Orchestra Baobab, nouvelle génération

Fondé au début des années 1970, le mythique Orchestra Baobab survit au temps et à la disparition de ses illustres membres. Les anciens, gardiens de l’identité, ont commencé à transmettre l’héritage aux jeunes ces dernières années afin que le Baobab reste éternel.

La légende ne dit pas si Adrien Senghor, neveu du président-poète Léopold Sédar Senghor, s’était inspiré de son oncle pour baptiser son club le Baobab, mais la trouvaille reste éternelle.

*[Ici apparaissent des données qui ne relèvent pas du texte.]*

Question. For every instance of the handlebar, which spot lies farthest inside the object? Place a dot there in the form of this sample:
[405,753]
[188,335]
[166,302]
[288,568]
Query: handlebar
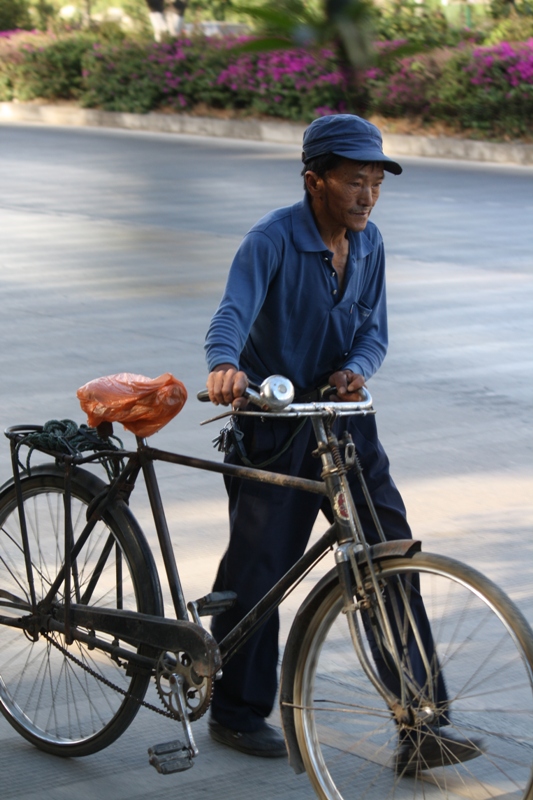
[276,394]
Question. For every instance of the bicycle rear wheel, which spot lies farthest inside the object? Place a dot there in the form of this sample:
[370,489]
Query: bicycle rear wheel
[347,737]
[59,696]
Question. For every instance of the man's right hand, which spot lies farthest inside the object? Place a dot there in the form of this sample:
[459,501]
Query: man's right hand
[226,384]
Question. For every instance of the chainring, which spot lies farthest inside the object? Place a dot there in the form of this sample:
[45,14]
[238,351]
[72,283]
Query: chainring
[197,690]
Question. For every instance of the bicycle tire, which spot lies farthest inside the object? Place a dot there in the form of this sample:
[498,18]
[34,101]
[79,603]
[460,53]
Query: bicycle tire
[45,694]
[346,736]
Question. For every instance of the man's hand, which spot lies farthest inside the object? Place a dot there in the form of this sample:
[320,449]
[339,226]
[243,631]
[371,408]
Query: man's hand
[347,384]
[226,384]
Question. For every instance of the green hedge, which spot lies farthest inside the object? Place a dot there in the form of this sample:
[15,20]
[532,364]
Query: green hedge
[488,89]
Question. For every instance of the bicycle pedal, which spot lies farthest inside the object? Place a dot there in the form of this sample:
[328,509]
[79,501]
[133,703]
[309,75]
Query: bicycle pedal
[213,603]
[169,757]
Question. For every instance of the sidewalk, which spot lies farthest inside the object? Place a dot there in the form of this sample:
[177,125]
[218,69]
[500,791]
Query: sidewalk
[266,131]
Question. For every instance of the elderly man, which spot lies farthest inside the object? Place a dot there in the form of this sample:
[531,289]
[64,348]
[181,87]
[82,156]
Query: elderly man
[305,298]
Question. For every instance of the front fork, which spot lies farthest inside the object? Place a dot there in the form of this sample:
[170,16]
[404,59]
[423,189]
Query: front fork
[368,595]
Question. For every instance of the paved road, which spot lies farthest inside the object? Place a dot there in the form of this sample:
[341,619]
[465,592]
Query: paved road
[113,253]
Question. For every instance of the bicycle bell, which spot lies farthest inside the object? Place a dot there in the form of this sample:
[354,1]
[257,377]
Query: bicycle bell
[277,392]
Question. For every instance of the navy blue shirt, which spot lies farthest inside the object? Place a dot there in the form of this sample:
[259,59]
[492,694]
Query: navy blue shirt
[283,311]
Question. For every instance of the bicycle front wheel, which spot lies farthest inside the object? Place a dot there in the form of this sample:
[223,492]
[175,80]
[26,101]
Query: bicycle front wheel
[347,737]
[61,696]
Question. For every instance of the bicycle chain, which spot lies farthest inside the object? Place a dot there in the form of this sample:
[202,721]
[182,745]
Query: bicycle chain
[162,712]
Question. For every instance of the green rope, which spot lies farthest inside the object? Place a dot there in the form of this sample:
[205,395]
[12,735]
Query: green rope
[65,436]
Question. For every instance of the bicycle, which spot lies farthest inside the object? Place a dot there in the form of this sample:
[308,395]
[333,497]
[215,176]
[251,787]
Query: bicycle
[82,630]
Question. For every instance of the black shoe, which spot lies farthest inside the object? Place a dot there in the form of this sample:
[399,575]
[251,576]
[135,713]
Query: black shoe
[434,747]
[266,742]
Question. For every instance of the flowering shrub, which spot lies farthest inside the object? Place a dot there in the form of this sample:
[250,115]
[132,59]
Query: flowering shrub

Car le groupe de musique, qu’il recruta pour animer les soirées dakaroises des grandes personnalités, après avoir été sommairement appelé l’orchestre du Baobab, deviendra pour l’éternité l’Orchestra Baobab. Aujourd’hui, à l’image de cet arbre majestueux et séculaire, un des symboles du Sénégal, le groupe de musique défie le temps et ne plie pas sous le poids des âges.

Plus de 50 ans que cela dure et à part une «pause» forcée d’une dizaine d’années, le groupe reste fringant, porté par l’âme de disparus, l’énergie des anciens et l’enthousiasme des nouveaux.

«Nous avons appris de nos erreurs du passé lorsque le groupe s’était disloqué, confie Mountaga Koité, 69 ans, percussionniste du groupe depuis 1974. Aujourd’hui, on veut pérenniser Baobab, parce que c’est notre famille, notre patrimoine et celui des Sénégalais».

Créé dans les années 70, l’Orchestra Baobab a marqué les nuits dakaroises et a été l’un des groupes musicaux les plus courus jusqu’au début des années 80. Formation au style façonné dans un mélange de rythmes cubains, de sonorités et de mélodies sénégalaises, avec un soupçon d'influences soul ou jazz, le groupe est resté fidèle à lui-même malgré les révolutions qui ont rythmé le monde musical ces dernières années.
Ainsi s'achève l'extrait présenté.